Not volcanos per se, but in where they form. Note that Venus, of similar
size and makeup as the earth, has no moon. Its only tidal influence is
the Sun, which exerts ~4 times the tidal influence it does on the Earth.
Between that and its 240 day long day ( a large chunk of its year),
tidal influence is minor, but present. Residual heat and radioactive
decay play a much larger role on Venus than on Earth, but Venus has NO
plate tectonic system utilizing subduction, fault, and spreading zones
and NO strong electromagnetic field or radiation belts.
Instead, the crust is pocked with scattered volcanoes, and material
rises and falls in columns rather than plates. The Earth's system is
different from that of Venus because it has a moon of large size. If it
were simply a matter of core radioactive decay and magma convection
loops, our tectonic system would be like Venus'.
The tidal influence of the moon exerts far greater torque upon the
mantle and crust than on the innner core layers, acting like brake
shoes. This greater torque results in drag upon the outer layers because
the moon orbits far slower than the earth rotates, which is why the core
rotates faster than the mantle at a rate of ~1 additional rotation per
year, this differential rotation creates great amounts of heat at the
boundary layer, which helps maintain its fluidity. This rotational
differential also creates a stator/rotor relationship between them, and
is what generates the intense electromagnetic field that the earth has,
and intense electrical currents through the earth that result produce
additional heating from current resistance.

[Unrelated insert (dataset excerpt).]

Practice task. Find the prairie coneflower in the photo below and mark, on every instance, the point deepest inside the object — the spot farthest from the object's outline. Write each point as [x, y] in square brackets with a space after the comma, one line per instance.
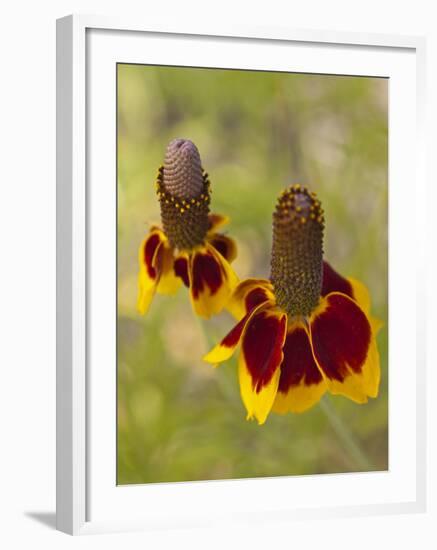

This differential velocity system caused by tidal drag is the only way a
terrestrial body can maintain a strong electromagnetic field over time.
We know that Mars once had an EM field, but that at its peak it was
still far weaker than the Earth's (from measurement of the residual
magnetics of rock deposits). Jovian planets generate huge magnetic
fields due to magnetohydrodynamic effects from the differing speeds of
hydrogen (a metal) gas at different lattitudes and altitudes relative to
the core body of solid metallic hydrogen.